Not such a heart-pounding bird as the Pacific Swift or the White-throated Needletail, it has to be said, but a beautiful and elegant bird indeed.
It soon took to the air and circled round with the masses of Arctic Terns, settling back down every now and again before taking to the air. A couple of times it disappeared over the brow of the hill, only to reappear a minute or so later.
Now, I'm a bit rubbish at picking out bird calls, especially when the air is full of screeching Arctic Terns and Eiders oooo and aaargh from the sea. But the Bridled Tern had a surprisingly gull-like call which even my half deaf old ears could recognise.
A couple of times the Bridled Tern came right over the small crowd amassed on the jetty
before it disappeared over the hill for one last time.
We had been treated to ten minutes of rarity elegance. More time would have been nicer, and the photographers would have liked better light, but we were a very happy bunch of birders. For the second time in a week we had found ourselves enjoying excellent views of a very rare bird in a wonderful location.

A happy bunch of birders prepare to leave the island.
While we waited, hoping for a reappearance of the tern, everybody took advantage of the opportunity to watch the puffins and arctic terns at such close quarters. Unfortunately we weren't allowed up onto the main part of the island. Quite rightly access is strictly limited to keep a balance between allowing the public to see such a spectacle and protecting the breeding birds of the island.
Anyway, the rangers did a great job and I'm sure every birder who has made the journey over would like to thank them for making arrangements for us to land on the jetty and for keeping everybody so well informed as to the presence of the bird.
Their helpfulness and hospitality were refreshing.

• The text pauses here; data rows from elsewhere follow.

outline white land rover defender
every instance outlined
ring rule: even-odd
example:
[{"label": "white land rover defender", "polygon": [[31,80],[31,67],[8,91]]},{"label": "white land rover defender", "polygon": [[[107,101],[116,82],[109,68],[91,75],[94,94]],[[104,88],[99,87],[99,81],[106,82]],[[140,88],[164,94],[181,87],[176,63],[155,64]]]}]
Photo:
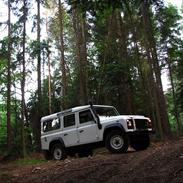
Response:
[{"label": "white land rover defender", "polygon": [[119,115],[113,106],[74,107],[41,119],[41,146],[46,159],[61,160],[78,153],[88,156],[98,146],[123,153],[150,144],[151,120],[144,116]]}]

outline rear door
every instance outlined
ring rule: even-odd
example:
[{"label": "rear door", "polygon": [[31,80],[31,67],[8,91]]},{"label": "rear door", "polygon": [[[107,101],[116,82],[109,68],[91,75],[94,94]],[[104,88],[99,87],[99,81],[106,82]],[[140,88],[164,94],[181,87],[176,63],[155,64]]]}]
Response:
[{"label": "rear door", "polygon": [[79,143],[78,131],[76,127],[75,114],[68,114],[63,119],[63,140],[66,147],[75,146]]},{"label": "rear door", "polygon": [[90,109],[78,113],[78,135],[79,143],[86,144],[99,141],[98,127],[94,121],[93,114]]}]

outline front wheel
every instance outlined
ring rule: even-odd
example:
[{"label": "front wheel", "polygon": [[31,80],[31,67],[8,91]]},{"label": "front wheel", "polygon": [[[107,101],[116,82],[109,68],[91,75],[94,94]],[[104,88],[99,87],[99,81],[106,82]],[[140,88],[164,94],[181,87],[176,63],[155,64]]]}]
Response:
[{"label": "front wheel", "polygon": [[52,159],[63,160],[66,158],[65,148],[61,144],[54,144],[51,150]]},{"label": "front wheel", "polygon": [[113,130],[107,135],[105,146],[112,153],[124,153],[128,150],[128,137],[119,130]]}]

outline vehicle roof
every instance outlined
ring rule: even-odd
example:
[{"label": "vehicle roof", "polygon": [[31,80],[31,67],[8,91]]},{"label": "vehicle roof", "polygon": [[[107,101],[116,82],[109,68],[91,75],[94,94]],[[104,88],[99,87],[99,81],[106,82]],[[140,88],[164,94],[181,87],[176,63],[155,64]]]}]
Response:
[{"label": "vehicle roof", "polygon": [[[94,107],[113,107],[113,106],[109,106],[109,105],[93,105],[93,106]],[[44,117],[41,118],[41,122],[49,120],[49,119],[57,118],[58,116],[61,116],[63,114],[73,113],[73,112],[81,111],[83,109],[88,109],[88,108],[90,108],[90,105],[73,107],[73,108],[70,108],[70,109],[67,109],[67,110],[64,110],[64,111],[61,111],[61,112],[57,112],[57,113],[54,113],[54,114],[50,114],[48,116],[44,116]]]}]

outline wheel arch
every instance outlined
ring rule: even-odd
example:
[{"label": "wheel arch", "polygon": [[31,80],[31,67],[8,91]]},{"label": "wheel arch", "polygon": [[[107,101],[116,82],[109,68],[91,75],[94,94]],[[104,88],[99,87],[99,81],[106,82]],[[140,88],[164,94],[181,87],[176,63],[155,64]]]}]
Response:
[{"label": "wheel arch", "polygon": [[125,129],[123,128],[123,126],[120,123],[108,125],[104,129],[104,135],[103,135],[103,141],[104,142],[105,142],[105,139],[107,137],[107,134],[109,132],[111,132],[112,130],[119,130],[122,133],[125,133]]}]

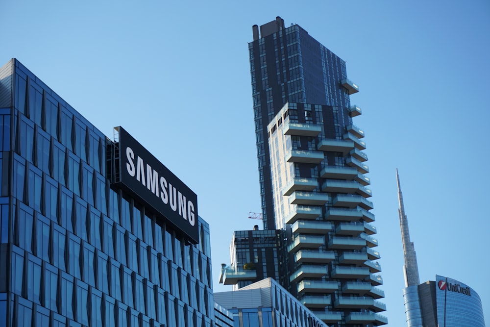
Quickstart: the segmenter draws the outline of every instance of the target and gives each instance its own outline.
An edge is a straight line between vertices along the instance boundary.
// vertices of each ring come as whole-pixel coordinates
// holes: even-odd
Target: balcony
[[[301,235],[294,237],[293,243],[288,246],[288,252],[296,252],[304,248],[319,248],[324,244],[323,236]]]
[[[355,158],[352,157],[347,158],[345,159],[345,163],[348,166],[356,169],[361,174],[367,174],[369,173],[369,167],[368,167],[368,165],[365,165]]]
[[[368,295],[373,299],[381,299],[385,297],[385,291],[376,287],[371,287]]]
[[[363,186],[366,186],[371,184],[370,178],[368,177],[366,177],[360,173],[357,173],[357,176],[354,177],[354,180]]]
[[[307,295],[299,302],[307,308],[324,308],[332,304],[330,297],[322,295]]]
[[[321,319],[325,324],[333,324],[342,320],[342,315],[340,312],[325,312],[324,311],[312,311],[318,319]]]
[[[294,253],[294,262],[298,263],[328,263],[335,259],[333,251],[300,250]]]
[[[374,314],[374,326],[380,326],[382,325],[386,325],[388,323],[388,318],[384,316],[382,316],[379,313]]]
[[[310,280],[303,279],[296,285],[298,293],[331,293],[339,289],[336,281],[326,280]],[[369,284],[370,287],[370,284]]]
[[[296,205],[285,219],[286,224],[293,224],[298,219],[315,219],[321,214],[318,207]]]
[[[368,260],[366,252],[344,252],[339,256],[339,263],[344,265],[362,266]]]
[[[364,265],[369,268],[369,272],[371,274],[381,272],[381,265],[377,261],[368,260],[364,263]]]
[[[347,78],[343,79],[340,83],[347,89],[347,93],[349,96],[359,92],[359,87]]]
[[[366,222],[364,222],[364,232],[368,235],[373,235],[376,234],[377,232],[376,231],[376,227],[373,226],[370,224],[368,224]]]
[[[356,148],[351,150],[349,154],[360,161],[364,162],[368,161],[368,155]]]
[[[323,152],[306,150],[291,150],[286,155],[288,162],[318,164],[323,160]]]
[[[371,192],[371,190],[362,186],[360,184],[359,187],[356,190],[356,193],[365,198],[370,198],[372,196],[372,192]]]
[[[358,236],[364,231],[364,224],[362,223],[341,223],[335,227],[337,235]]]
[[[368,253],[368,258],[369,260],[376,260],[381,257],[379,252],[370,248],[368,248],[366,252]]]
[[[367,269],[368,268],[366,269]],[[367,281],[371,282],[371,285],[375,286],[379,286],[380,285],[383,285],[383,277],[381,277],[381,275],[380,275],[369,274],[369,276],[365,278],[364,280]]]
[[[318,143],[317,149],[320,151],[342,152],[345,155],[354,149],[354,142],[350,140],[323,139]]]
[[[369,276],[369,269],[366,267],[343,267],[338,266],[334,268],[330,274],[330,276],[332,278],[368,278]]]
[[[378,246],[378,240],[372,236],[365,233],[361,234],[361,238],[364,238],[366,241],[366,244],[369,248],[374,248]]]
[[[372,288],[371,283],[366,281],[347,281],[342,285],[342,293],[364,295]]]
[[[338,180],[327,179],[321,184],[321,190],[334,193],[348,193],[352,194],[358,191],[361,184],[353,180]]]
[[[324,235],[332,230],[332,224],[324,220],[298,220],[291,229],[293,233]]]
[[[332,236],[327,247],[335,250],[359,250],[366,246],[366,241],[360,237]]]
[[[255,270],[235,270],[230,267],[221,270],[220,282],[223,285],[235,285],[240,280],[253,280],[257,278]]]
[[[373,301],[372,305],[371,306],[370,309],[375,312],[386,311],[386,304],[379,301]]]
[[[354,142],[354,146],[360,150],[366,150],[366,143],[364,141],[361,141],[350,133],[346,133],[343,134],[344,140],[350,140]]]
[[[285,126],[283,128],[285,135],[297,135],[313,137],[318,135],[321,131],[321,127],[318,125],[301,123],[286,123]]]
[[[357,170],[351,167],[327,166],[320,172],[322,178],[336,178],[352,180],[358,174]]]
[[[348,125],[346,128],[347,132],[358,139],[362,139],[366,136],[364,135],[364,131],[355,125]]]
[[[294,177],[283,190],[283,195],[289,196],[296,191],[313,191],[317,188],[318,182],[315,178]]]
[[[328,273],[328,270],[324,266],[303,265],[291,275],[290,280],[295,283],[305,278],[320,278]]]
[[[332,204],[335,206],[355,208],[363,204],[365,199],[360,195],[352,194],[337,194],[332,199]],[[369,201],[368,201],[369,202]]]
[[[291,204],[323,205],[328,201],[328,195],[325,193],[294,192],[289,198]]]
[[[372,214],[368,210],[364,210],[364,209],[361,209],[359,210],[359,211],[361,212],[361,214],[362,215],[363,219],[364,219],[365,221],[367,222],[368,223],[372,223],[374,221],[374,215],[373,214]],[[377,243],[377,241],[376,241],[376,243]],[[370,247],[372,248],[372,247]]]
[[[351,105],[350,106],[350,108],[349,108],[349,116],[351,117],[357,117],[360,115],[362,115],[362,110],[357,105]]]
[[[372,306],[373,300],[365,297],[337,297],[334,302],[336,309],[367,309]]]
[[[362,213],[357,209],[331,207],[325,214],[325,219],[350,222],[359,220],[362,216]]]

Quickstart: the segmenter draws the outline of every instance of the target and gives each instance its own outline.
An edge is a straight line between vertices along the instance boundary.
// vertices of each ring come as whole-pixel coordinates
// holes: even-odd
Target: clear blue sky
[[[490,2],[0,1],[16,57],[106,135],[123,126],[198,195],[215,291],[260,211],[247,43],[280,16],[347,62],[360,92],[390,326],[406,326],[398,168],[421,281],[480,294],[490,324]],[[484,247],[484,245],[486,246]]]

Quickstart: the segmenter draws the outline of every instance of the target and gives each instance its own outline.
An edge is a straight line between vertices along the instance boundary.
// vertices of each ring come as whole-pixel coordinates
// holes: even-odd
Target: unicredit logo
[[[446,283],[442,280],[440,280],[438,283],[439,289],[441,291],[448,290],[450,292],[462,293],[465,295],[471,296],[471,292],[469,287],[464,287],[460,284],[453,284],[453,283]]]

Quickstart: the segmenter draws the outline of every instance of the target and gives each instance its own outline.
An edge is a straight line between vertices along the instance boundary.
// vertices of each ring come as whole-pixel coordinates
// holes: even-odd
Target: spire
[[[403,205],[403,196],[400,186],[400,176],[398,169],[396,169],[396,184],[398,193],[398,216],[400,218],[400,229],[401,230],[402,243],[403,244],[403,256],[405,258],[405,266],[403,272],[405,274],[405,287],[417,285],[420,283],[418,277],[418,266],[417,264],[417,255],[415,252],[414,242],[410,241],[410,233],[408,230],[408,220],[405,214],[405,207]]]

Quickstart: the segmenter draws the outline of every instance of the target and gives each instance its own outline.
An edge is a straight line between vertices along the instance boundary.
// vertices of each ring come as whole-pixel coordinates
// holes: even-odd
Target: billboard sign
[[[119,132],[116,185],[163,216],[192,243],[198,243],[196,193],[123,128],[115,128]]]

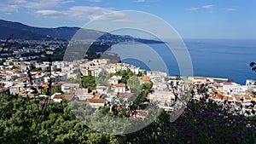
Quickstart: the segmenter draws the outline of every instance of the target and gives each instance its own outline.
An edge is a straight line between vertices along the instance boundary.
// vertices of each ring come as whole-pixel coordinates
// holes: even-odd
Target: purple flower
[[[231,139],[236,139],[236,138],[237,138],[237,137],[239,137],[239,135],[237,135],[237,134],[233,134],[233,135],[230,136]]]
[[[212,117],[217,117],[218,114],[214,113],[214,112],[203,112],[201,114],[202,116],[212,116]]]

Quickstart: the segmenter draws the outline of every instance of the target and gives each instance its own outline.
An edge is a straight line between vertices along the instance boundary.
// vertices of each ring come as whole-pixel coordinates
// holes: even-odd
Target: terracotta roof
[[[207,79],[205,77],[194,77],[194,79]]]
[[[118,93],[119,96],[124,96],[124,97],[131,97],[133,95],[133,93]]]
[[[213,84],[214,87],[222,87],[220,84]]]
[[[66,99],[67,101],[72,101],[74,98],[74,95],[55,95],[54,99]]]
[[[125,87],[125,84],[115,84],[116,87]]]
[[[87,99],[87,101],[90,103],[105,103],[105,99]]]
[[[224,85],[233,85],[230,82],[223,82]]]
[[[148,76],[144,76],[143,78],[143,81],[149,81],[150,80],[150,77]]]
[[[222,93],[212,94],[213,99],[233,101],[233,97],[225,96]]]

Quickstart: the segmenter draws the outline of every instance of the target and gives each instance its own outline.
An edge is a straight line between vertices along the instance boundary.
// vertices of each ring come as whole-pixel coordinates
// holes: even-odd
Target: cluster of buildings
[[[10,40],[11,46],[1,49],[0,64],[11,66],[20,61],[37,60],[53,55],[57,49],[66,48],[63,41]]]
[[[33,69],[38,71],[32,72]],[[234,110],[241,112],[253,112],[256,109],[255,105],[252,107],[255,101],[255,97],[252,95],[256,91],[254,80],[247,80],[246,85],[241,85],[229,82],[226,78],[169,77],[167,73],[162,72],[141,70],[139,67],[125,63],[110,63],[108,59],[52,63],[31,60],[14,62],[9,66],[2,65],[0,95],[48,96],[42,95],[42,89],[49,86],[49,70],[52,87],[59,87],[62,92],[49,95],[55,102],[60,102],[64,99],[86,100],[93,108],[106,105],[115,106],[118,109],[128,108],[132,104],[132,98],[137,96],[131,90],[131,85],[120,83],[123,76],[110,73],[129,70],[135,74],[142,73],[142,77],[138,77],[137,79],[140,85],[152,84],[152,89],[147,95],[148,101],[156,101],[159,107],[166,111],[172,109],[176,96],[185,91],[189,85],[192,85],[195,99],[200,100],[205,96],[200,89],[203,85],[207,89],[209,97],[219,104],[228,103]],[[79,82],[72,83],[72,80],[79,80],[84,76],[102,77],[102,81],[99,83],[96,81],[96,89],[92,90],[83,88]],[[41,103],[44,104],[42,101]]]

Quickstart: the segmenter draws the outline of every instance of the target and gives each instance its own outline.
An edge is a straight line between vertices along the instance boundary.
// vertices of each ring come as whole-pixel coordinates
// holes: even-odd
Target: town
[[[207,95],[218,105],[229,105],[237,113],[255,115],[255,80],[247,80],[246,85],[241,85],[229,82],[228,78],[171,77],[166,72],[146,71],[130,64],[111,63],[108,59],[36,60],[45,58],[44,54],[52,55],[67,43],[30,43],[34,47],[3,49],[6,53],[1,53],[2,96],[49,97],[54,102],[79,100],[87,101],[95,109],[107,105],[121,109],[132,104],[132,98],[143,91],[140,102],[157,101],[160,108],[172,111],[180,96],[178,93],[186,90],[187,85],[192,85],[190,90],[194,99],[200,100]],[[51,92],[47,94],[49,84]],[[44,103],[45,101],[40,101]],[[142,107],[137,108],[145,113]],[[146,116],[138,112],[137,117]]]

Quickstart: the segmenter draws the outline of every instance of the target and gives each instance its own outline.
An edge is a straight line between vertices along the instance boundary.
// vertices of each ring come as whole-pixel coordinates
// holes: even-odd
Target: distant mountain
[[[113,35],[108,32],[102,32],[95,30],[80,30],[79,27],[57,27],[57,28],[44,28],[33,27],[24,25],[20,22],[12,22],[0,20],[0,39],[5,39],[13,35],[13,39],[23,40],[70,40],[73,35],[79,30],[79,33],[82,33],[83,38],[98,37],[99,42],[102,40],[113,41],[115,43],[135,41],[140,43],[162,43],[154,40],[135,38],[131,36]],[[109,44],[109,43],[108,43]],[[111,44],[111,43],[110,43]]]

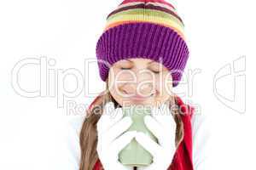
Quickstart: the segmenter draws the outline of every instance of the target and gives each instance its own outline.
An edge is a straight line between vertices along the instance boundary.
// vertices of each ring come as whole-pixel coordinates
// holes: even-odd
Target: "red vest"
[[[184,138],[178,145],[176,153],[173,156],[172,162],[167,170],[193,170],[193,160],[192,160],[192,128],[191,128],[191,117],[194,113],[195,108],[185,105],[180,97],[176,96],[177,99],[177,105],[181,107],[182,120],[184,128]],[[97,99],[97,98],[96,98]],[[90,107],[96,101],[96,99],[90,104]],[[94,166],[93,170],[102,170],[102,165],[98,159]]]

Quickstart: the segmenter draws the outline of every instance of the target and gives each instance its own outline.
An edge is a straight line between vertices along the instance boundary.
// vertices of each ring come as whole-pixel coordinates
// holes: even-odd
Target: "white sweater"
[[[72,170],[79,170],[80,148],[79,131],[84,121],[82,116],[69,119],[67,130],[67,149],[68,153],[68,167]],[[209,139],[210,120],[205,115],[194,114],[191,119],[193,136],[193,164],[195,170],[209,170]]]

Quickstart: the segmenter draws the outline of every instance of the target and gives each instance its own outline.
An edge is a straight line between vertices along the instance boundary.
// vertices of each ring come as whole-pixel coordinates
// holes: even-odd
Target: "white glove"
[[[127,130],[132,123],[130,116],[123,117],[122,108],[114,109],[113,102],[105,105],[97,122],[98,144],[96,150],[104,170],[132,170],[132,167],[119,162],[119,153],[135,137],[136,131]],[[122,135],[121,135],[122,134]],[[121,135],[120,137],[119,137]]]
[[[143,133],[138,132],[136,140],[153,156],[153,163],[138,170],[166,170],[176,151],[176,122],[166,104],[154,107],[152,116],[145,116],[147,128],[158,139],[159,144]]]

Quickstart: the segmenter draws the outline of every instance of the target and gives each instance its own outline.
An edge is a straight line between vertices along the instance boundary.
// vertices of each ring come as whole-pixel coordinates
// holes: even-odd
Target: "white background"
[[[72,128],[79,128],[82,116],[68,115],[65,105],[67,100],[88,105],[95,95],[88,96],[85,91],[97,94],[103,89],[104,83],[96,65],[90,68],[90,77],[85,76],[88,71],[84,71],[84,60],[96,58],[96,43],[107,14],[120,3],[1,1],[0,169],[77,169],[73,166],[75,159],[67,145],[67,139],[79,144],[76,131]],[[245,0],[178,0],[173,3],[185,23],[191,51],[185,71],[201,70],[195,76],[193,95],[183,99],[199,105],[201,113],[211,117],[212,137],[209,157],[211,167],[215,170],[255,169],[256,167],[256,112],[253,108],[256,94],[256,13],[255,4],[252,3]],[[60,96],[46,94],[28,98],[20,95],[12,87],[15,65],[24,59],[43,56],[55,61],[55,65],[48,69],[56,72],[60,69],[75,68],[84,76],[82,93],[73,98],[64,98],[63,108],[57,103]],[[238,67],[246,65],[246,71],[241,72],[246,75],[246,87],[243,88],[243,82],[239,82],[242,79],[234,83],[236,73],[224,78],[218,85],[218,91],[226,98],[235,96],[236,99],[224,104],[214,94],[214,75],[226,65],[233,68],[233,61],[241,56],[246,56],[246,65],[239,62]],[[20,69],[19,78],[20,87],[26,90],[40,88],[37,65]],[[67,76],[65,80],[67,89],[75,89],[73,76]],[[42,82],[42,88],[44,83]],[[85,87],[87,83],[89,87]],[[176,90],[188,93],[187,88],[180,85]],[[234,94],[235,89],[239,92],[237,95]],[[245,93],[246,99],[242,98]],[[246,111],[242,114],[234,109],[242,110],[244,106]],[[77,153],[78,147],[73,149]]]

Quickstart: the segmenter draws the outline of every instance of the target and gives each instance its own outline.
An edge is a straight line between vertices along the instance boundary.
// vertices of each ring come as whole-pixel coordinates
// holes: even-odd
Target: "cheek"
[[[172,76],[166,73],[162,77],[157,76],[155,80],[155,90],[158,91],[159,96],[169,96],[171,95],[172,81]]]

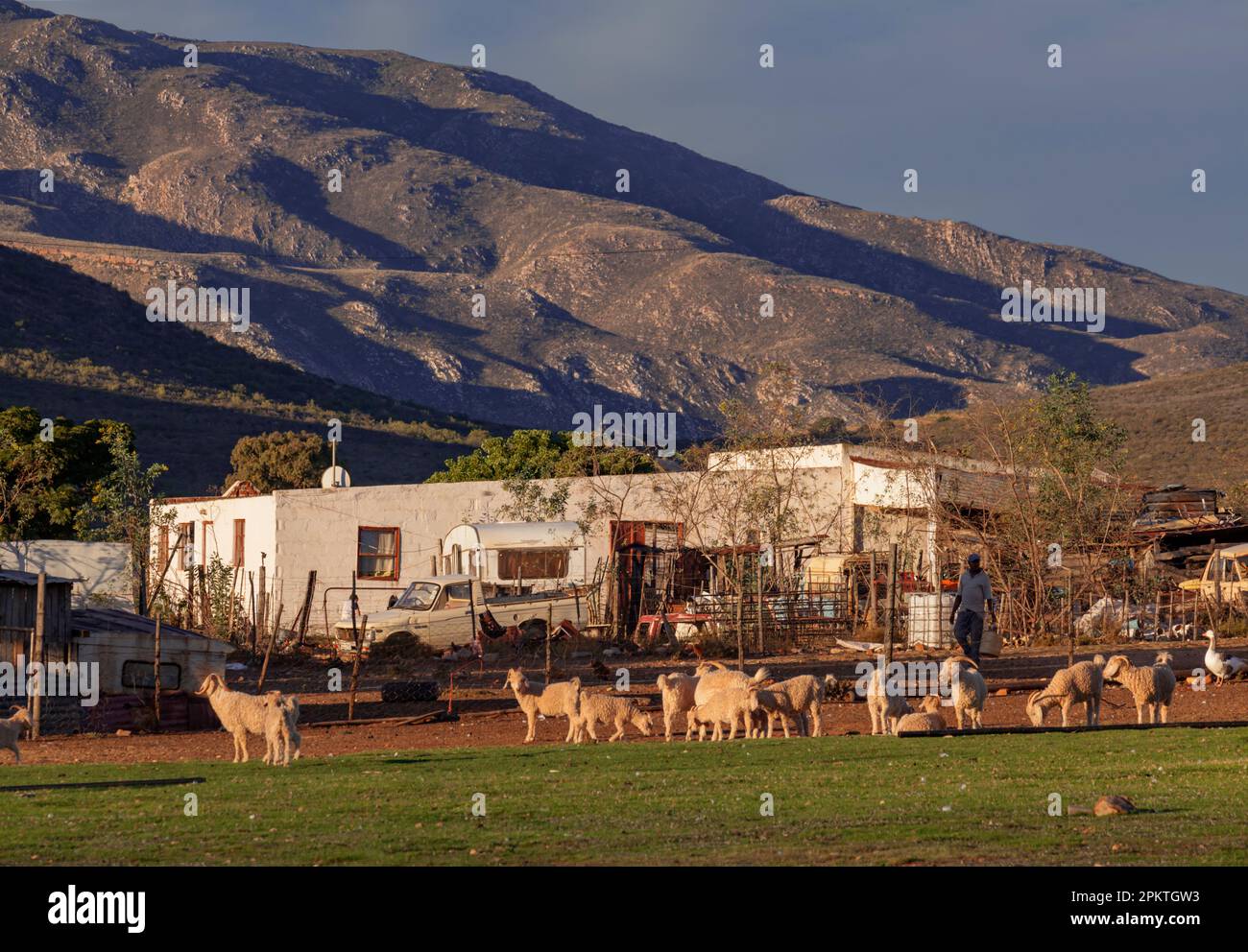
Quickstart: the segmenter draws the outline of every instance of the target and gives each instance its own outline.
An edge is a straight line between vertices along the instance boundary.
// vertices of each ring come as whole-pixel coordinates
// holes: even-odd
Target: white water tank
[[[948,615],[953,610],[953,593],[915,591],[909,598],[910,621],[906,625],[906,644],[925,648],[952,646],[953,626],[948,623]]]

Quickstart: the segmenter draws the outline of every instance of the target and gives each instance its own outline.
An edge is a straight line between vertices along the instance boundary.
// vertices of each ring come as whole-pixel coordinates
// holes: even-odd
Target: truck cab
[[[373,645],[394,635],[409,635],[433,649],[472,644],[475,614],[484,611],[482,583],[470,575],[434,575],[417,579],[384,611],[368,615],[363,644]],[[356,618],[356,624],[363,616]],[[339,650],[352,650],[351,620],[334,625]]]
[[[1179,588],[1228,605],[1248,599],[1248,543],[1218,549],[1204,564],[1201,578],[1182,581]]]

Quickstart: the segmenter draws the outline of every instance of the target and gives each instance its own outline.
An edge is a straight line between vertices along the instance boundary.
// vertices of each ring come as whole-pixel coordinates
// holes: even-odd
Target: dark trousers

The rangers maintain an excellent photoblog. It's well worth a visit. I'm sure there'll be some mouthwatering photos of the Bridled Tern on it, as well as many pictures of the islands' other resident seabirds.

Thanks must also go to the boat operators. They went out of their way to get birders to the island and must have grown a little weary of their phones constantly on the go. I know that one of them, whose phone ran out of battery, was calling people back right up till midnight to help them out, even though he was getting up to take another boatload out early in the morning.

A celebratory drink and bun for one lucky birder.
The bridled tern was both more elegant and more good looking.
And so it was that, by way of a cooked breakfast in Seahouses (they were slightly overwhelmed by the sudden and unexpected rush in trade!) we headed back south. I rolled back onto the farm at half past two in the afternoon and in no time at all I was fast asleep on the sofa, dreaming of the next bird.

It's been a good year so far. Six (lifers) already and there's still the autumn to come. But before that I'm hoping for a Blue-cheeked Bee-eater, preferably somewhere near.